D’un coup de scalpel, Mehdi Hakimi incise de haut en bas, sur une cinquantaine de centimètres. D’abord la peau, puis trois couches musculaires et, enfin, le péritoine, membrane fibreuse qui recouvre l’abdomen. Un filet de sang coule sur le flanc rasé à nu de l’animal anesthésié, une Rouge des prés de quelque 800 kilogrammes, immobilisée contre le mur de pierre de la minuscule étable.
« Ça sert plus à rien d’avoir des contractions, mémère », lance d’une voix douce le vétérinaire en enfonçant ses deux bras dans le corps massif de la vache, à la recherche de son utérus. A l’intérieur, un veau « petit mais trop rond des cuisses pour passer », confirme Mehdi Hakimi, qui exerce depuis dix-huit ans.
Voilà moins de trente minutes que l’éleveur d’un cheptel de soixante-dix vaches allaitantes de Vaiges (Mayenne) a appelé le cabinet de la commune pour prévenir du vêlage difficile. « Une césarienne peut créer de grosses souffrances pour l’animal, alors plus tôt on s’y prend, mieux c’est », résume Mehdi Hakimi, la blouse plastique vert amande maculée de sang.

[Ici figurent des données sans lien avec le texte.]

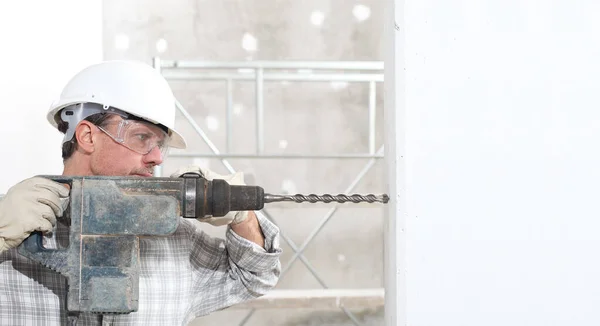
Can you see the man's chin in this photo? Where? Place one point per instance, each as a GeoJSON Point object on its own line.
{"type": "Point", "coordinates": [143, 175]}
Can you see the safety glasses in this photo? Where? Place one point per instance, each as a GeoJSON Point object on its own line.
{"type": "Point", "coordinates": [138, 136]}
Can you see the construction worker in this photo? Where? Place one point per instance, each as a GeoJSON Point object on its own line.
{"type": "Point", "coordinates": [118, 120]}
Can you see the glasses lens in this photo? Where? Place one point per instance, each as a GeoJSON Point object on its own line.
{"type": "Point", "coordinates": [140, 137]}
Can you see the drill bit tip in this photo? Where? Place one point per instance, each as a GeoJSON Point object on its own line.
{"type": "Point", "coordinates": [327, 198]}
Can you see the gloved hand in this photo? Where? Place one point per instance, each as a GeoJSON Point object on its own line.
{"type": "Point", "coordinates": [31, 205]}
{"type": "Point", "coordinates": [236, 179]}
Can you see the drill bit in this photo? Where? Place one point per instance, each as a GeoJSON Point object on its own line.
{"type": "Point", "coordinates": [327, 198]}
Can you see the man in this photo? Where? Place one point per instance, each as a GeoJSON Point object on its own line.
{"type": "Point", "coordinates": [118, 119]}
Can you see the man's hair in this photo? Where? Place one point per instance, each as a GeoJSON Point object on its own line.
{"type": "Point", "coordinates": [69, 147]}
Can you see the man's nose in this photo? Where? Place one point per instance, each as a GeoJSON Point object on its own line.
{"type": "Point", "coordinates": [154, 157]}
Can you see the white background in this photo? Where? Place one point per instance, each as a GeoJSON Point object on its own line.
{"type": "Point", "coordinates": [42, 44]}
{"type": "Point", "coordinates": [502, 116]}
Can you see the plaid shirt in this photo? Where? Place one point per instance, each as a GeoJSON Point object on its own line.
{"type": "Point", "coordinates": [182, 276]}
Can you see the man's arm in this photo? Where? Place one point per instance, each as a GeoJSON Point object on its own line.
{"type": "Point", "coordinates": [250, 229]}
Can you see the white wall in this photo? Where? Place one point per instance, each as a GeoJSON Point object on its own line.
{"type": "Point", "coordinates": [42, 44]}
{"type": "Point", "coordinates": [502, 129]}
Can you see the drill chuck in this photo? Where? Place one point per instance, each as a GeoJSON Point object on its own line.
{"type": "Point", "coordinates": [206, 198]}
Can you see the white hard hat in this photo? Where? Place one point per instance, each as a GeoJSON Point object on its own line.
{"type": "Point", "coordinates": [130, 86]}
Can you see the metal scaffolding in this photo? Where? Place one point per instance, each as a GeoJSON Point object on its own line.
{"type": "Point", "coordinates": [261, 72]}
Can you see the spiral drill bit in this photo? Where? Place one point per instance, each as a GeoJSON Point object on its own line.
{"type": "Point", "coordinates": [327, 198]}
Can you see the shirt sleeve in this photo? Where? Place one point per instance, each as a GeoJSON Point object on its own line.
{"type": "Point", "coordinates": [233, 270]}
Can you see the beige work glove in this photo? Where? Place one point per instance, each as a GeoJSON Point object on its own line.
{"type": "Point", "coordinates": [236, 179]}
{"type": "Point", "coordinates": [31, 205]}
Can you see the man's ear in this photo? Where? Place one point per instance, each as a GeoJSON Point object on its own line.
{"type": "Point", "coordinates": [84, 135]}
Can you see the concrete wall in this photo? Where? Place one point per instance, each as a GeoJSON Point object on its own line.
{"type": "Point", "coordinates": [316, 118]}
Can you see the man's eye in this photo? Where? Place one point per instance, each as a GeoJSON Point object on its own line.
{"type": "Point", "coordinates": [143, 137]}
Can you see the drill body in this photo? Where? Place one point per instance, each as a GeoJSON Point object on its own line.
{"type": "Point", "coordinates": [107, 217]}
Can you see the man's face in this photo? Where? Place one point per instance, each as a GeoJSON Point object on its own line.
{"type": "Point", "coordinates": [112, 157]}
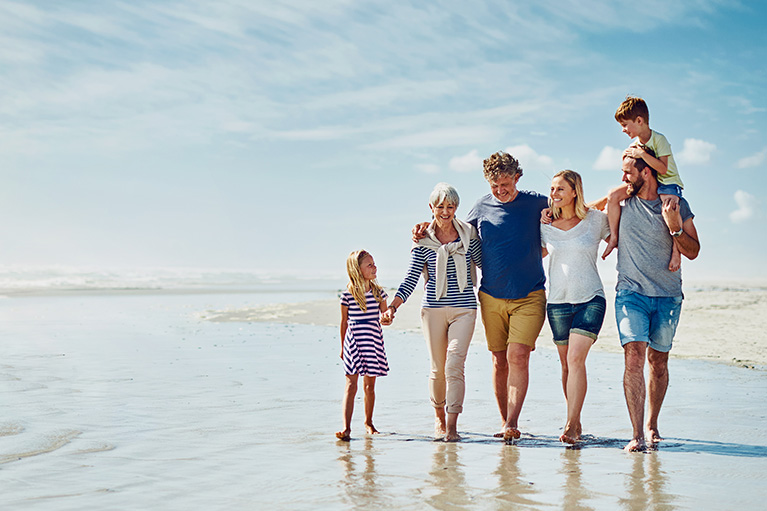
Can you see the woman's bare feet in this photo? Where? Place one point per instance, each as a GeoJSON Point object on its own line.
{"type": "Point", "coordinates": [636, 445]}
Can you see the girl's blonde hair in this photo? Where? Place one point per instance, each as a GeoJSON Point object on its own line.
{"type": "Point", "coordinates": [358, 285]}
{"type": "Point", "coordinates": [576, 183]}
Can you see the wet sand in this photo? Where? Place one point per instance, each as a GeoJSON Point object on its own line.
{"type": "Point", "coordinates": [139, 401]}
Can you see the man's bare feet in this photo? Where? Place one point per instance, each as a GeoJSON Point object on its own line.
{"type": "Point", "coordinates": [636, 445]}
{"type": "Point", "coordinates": [653, 436]}
{"type": "Point", "coordinates": [611, 245]}
{"type": "Point", "coordinates": [510, 434]}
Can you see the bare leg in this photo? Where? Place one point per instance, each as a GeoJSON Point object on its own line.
{"type": "Point", "coordinates": [577, 383]}
{"type": "Point", "coordinates": [657, 387]}
{"type": "Point", "coordinates": [518, 356]}
{"type": "Point", "coordinates": [562, 350]}
{"type": "Point", "coordinates": [634, 390]}
{"type": "Point", "coordinates": [452, 428]}
{"type": "Point", "coordinates": [350, 391]}
{"type": "Point", "coordinates": [370, 401]}
{"type": "Point", "coordinates": [500, 383]}
{"type": "Point", "coordinates": [614, 199]}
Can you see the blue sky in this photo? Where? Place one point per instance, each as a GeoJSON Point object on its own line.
{"type": "Point", "coordinates": [282, 135]}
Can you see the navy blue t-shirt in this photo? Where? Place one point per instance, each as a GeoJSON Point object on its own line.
{"type": "Point", "coordinates": [511, 244]}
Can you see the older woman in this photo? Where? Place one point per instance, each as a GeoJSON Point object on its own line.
{"type": "Point", "coordinates": [576, 301]}
{"type": "Point", "coordinates": [449, 308]}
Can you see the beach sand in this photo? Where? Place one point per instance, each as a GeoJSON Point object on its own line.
{"type": "Point", "coordinates": [229, 401]}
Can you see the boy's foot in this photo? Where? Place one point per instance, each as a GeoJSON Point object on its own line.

Les pattes du veau sont enfin sorties, mais il faudra toute la force de ce grand gaillard de 46 ans et de l’éleveur pour tirer le nouveau-né hors de la matrice maternelle. Au mois de mars, pic des naissances dans ce coin de pâturages verdoyants, Mehdi Hakimi peut réaliser jusqu’à six « obstétriques » en vingt-quatre heures.
Des déserts de soins
Dans les campagnes françaises, les médecins capables de réaliser ces opérations d’urgence sont de moins en moins nombreux. Sur les 18 500 vétérinaires que compte le pays, seuls 4 000 exercent encore « en rural », selon le président de l’ordre, Jacques Guérin.
La plupart des professionnels se tournent de plus en plus vers « la canine », le soin des animaux de compagnie, devenu économiquement plus rentable et surtout moins contraignant pour la vie personnelle. Une pénurie qui pourrait s’empirer « d’ici cinq à dix ans », prévient Jacques Guérin, avec le départ en retraite d’une importante partie de ces professionnels, dont 44 % ont plus de 50 ans.
Déjà, certaines régions connaissent une carence de vétérinaires, qui crée des déserts de soins. Dans l’Oise, le nord de l’Indre ou encore en Corrèze, des éleveurs se retrouvent sans solution d’urgence pour leur cheptel.
« Après 23 heures, il n’y a plus de vétos de garde entre Marseille et Gap », soit 180 kilomètres et deux heures de route, déplore Pierre Romantzoff, 62 ans, installé dans les Hautes-Alpes. A Sarlat (Dordogne), où on peine à trouver des spécialistes pour les élevages aviaires, le périmètre d’action des vétérinaires est désormais de 50 kilomètres, contre une vingtaine voilà encore quinze ans.